MIA students who concentrate in IEMP are required to take:

  • Economic Analysis for International Affairs (U4600) — year-long course, Fall and Spring.
  • The more rigorous economics sequence.

International Energy Systems and Business Structures (U6060)
Fall, 1st Year
David Nissen
This is the introductory core course in the International Energy Management and Policy concentration. In national and international energy systems, each fuel or other energy goes through a chain of physical transformations that change the character or location of the energy, starting with discovery and production of the resource (oil, gas, coal, nuclear, renewables) and ending with energy consumption in an end-user service (space conditioning, process heat, motor drive, etc.) These transformations are effected by facilities for discovery, production, transportation, conversion (refining, electricity generation, etc.), distribution, and end-user conversion. Associated with this “physical chain” of transformations and facilities’ services is a parallel “transaction” chain comprising business enterprises, markets for commercial exchange, and a legal and regulatory governance infrastructure. These transactional structures support the capital formation, management, and exchange activities in forms dictated by the technological, economic, transactional, and societal characteristics of the physical energy chains. The goal of this course is to understand co-evolution of the physical and transactional chains — the markets and business — in international and domestic energy systems. The course surveys the technology; market structure and design; and policy issues for: petroleum, natural gas, electricity, energy demand, and environmental issues.

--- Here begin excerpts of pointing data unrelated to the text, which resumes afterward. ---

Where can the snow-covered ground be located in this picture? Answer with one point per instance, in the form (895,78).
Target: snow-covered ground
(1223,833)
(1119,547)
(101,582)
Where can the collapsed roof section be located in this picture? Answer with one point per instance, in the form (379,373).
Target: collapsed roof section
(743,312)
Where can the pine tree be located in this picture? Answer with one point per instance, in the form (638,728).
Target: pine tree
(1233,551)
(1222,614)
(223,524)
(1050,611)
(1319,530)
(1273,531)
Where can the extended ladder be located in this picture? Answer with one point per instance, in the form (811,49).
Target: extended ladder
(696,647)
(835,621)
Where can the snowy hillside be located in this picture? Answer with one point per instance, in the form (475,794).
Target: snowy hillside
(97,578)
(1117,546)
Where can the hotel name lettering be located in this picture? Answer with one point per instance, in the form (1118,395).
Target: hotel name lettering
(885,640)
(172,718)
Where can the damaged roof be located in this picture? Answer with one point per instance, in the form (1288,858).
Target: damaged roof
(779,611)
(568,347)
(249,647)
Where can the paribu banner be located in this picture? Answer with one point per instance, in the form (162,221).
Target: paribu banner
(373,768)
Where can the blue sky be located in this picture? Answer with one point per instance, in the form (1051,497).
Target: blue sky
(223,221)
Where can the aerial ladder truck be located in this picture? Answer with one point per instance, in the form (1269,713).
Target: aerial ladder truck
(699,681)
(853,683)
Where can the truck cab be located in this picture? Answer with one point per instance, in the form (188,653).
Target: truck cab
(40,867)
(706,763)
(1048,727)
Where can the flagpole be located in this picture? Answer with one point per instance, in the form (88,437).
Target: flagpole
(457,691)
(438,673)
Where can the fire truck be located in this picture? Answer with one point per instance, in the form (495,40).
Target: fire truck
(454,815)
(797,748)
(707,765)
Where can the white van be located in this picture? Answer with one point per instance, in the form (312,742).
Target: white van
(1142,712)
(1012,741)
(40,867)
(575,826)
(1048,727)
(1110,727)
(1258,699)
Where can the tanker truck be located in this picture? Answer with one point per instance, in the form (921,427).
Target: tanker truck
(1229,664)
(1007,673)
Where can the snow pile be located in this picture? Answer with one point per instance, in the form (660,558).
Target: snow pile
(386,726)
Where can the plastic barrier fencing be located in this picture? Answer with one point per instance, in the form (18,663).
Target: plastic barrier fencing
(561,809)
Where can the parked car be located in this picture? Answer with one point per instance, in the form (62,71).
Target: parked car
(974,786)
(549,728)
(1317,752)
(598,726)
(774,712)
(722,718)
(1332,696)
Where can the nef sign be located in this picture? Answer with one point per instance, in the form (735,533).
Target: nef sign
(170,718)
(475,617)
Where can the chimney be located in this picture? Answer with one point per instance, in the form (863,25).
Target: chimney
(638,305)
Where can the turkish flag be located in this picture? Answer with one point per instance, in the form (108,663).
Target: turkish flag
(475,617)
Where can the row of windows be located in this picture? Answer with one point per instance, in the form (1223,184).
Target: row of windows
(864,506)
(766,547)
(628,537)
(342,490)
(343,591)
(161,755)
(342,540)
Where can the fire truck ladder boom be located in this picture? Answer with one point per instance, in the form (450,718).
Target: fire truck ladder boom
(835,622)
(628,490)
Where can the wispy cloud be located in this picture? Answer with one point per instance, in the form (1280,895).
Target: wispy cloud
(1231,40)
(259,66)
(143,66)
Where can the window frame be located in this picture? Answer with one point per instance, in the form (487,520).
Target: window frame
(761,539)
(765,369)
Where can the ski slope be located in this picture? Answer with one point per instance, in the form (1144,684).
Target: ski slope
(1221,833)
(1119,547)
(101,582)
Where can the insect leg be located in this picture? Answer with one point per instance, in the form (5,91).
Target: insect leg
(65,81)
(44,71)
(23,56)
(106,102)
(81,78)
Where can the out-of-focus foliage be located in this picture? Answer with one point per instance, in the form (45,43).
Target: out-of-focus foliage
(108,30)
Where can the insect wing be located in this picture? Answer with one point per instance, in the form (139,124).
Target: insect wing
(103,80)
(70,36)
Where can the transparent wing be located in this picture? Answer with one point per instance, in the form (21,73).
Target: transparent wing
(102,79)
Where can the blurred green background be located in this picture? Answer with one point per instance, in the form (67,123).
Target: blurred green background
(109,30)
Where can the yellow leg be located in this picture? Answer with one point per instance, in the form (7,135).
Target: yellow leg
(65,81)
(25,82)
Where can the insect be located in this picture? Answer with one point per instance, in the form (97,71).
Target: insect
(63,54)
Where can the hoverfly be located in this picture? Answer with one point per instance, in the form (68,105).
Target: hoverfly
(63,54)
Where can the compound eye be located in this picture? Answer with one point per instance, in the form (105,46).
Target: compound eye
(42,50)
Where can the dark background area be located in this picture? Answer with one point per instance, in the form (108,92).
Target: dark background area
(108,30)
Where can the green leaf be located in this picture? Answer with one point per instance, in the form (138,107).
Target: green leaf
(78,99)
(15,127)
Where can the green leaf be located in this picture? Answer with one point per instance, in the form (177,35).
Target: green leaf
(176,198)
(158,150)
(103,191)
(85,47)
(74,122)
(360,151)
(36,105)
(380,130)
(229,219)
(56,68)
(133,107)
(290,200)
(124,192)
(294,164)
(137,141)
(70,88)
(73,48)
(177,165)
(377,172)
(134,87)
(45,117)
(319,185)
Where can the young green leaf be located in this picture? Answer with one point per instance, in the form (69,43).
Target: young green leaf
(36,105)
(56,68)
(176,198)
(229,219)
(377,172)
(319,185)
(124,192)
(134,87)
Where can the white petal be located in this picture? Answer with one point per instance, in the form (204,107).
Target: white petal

Economics of Energy (U6065)
Fall, 2nd Year
David Nissen
The Economics of Energy will utilize economic analysis to develop an understanding of how energy resources are developed and allocated. The course will concentrate on energy supply and demand, optimal pricing and allocation of energy resources, how energy markets function, the impact of government intervention, and implications of the non-competitive aspects of the energy industry in the long and short run. The course focuses on impacts for both producer and consumer nations.
For second year students only.
Prerequisite:  International Energy Systems and Business Structures (U6060)

Practicum in International Energy Management and Policy
Albert Bressand
A 1-credit weekly seminar featuring leading experts primarily from industry and government.

Workshop in International Energy Management and Policy
One workshop is required for concentrators.


Two-year concentrators must take two.
PEPM-IEMP concentrators must take three from the five Spring courses starred (*).

Fall Semester Electives

Urban Energy Systems and Policy (U8778)
Steven Hammer
Urban energy systems present a unique mix of challenges in technology, market structure, and governance. In developed economies, competitive markets, new distributed technologies and load management issues all change the economic terms of adoption. In developing economies, urbanization expands slums with inadequate infrastructure, property and governance systems, and bad or non-existent enduse energy markets. Possibilities and policies are reviewed and evaluated.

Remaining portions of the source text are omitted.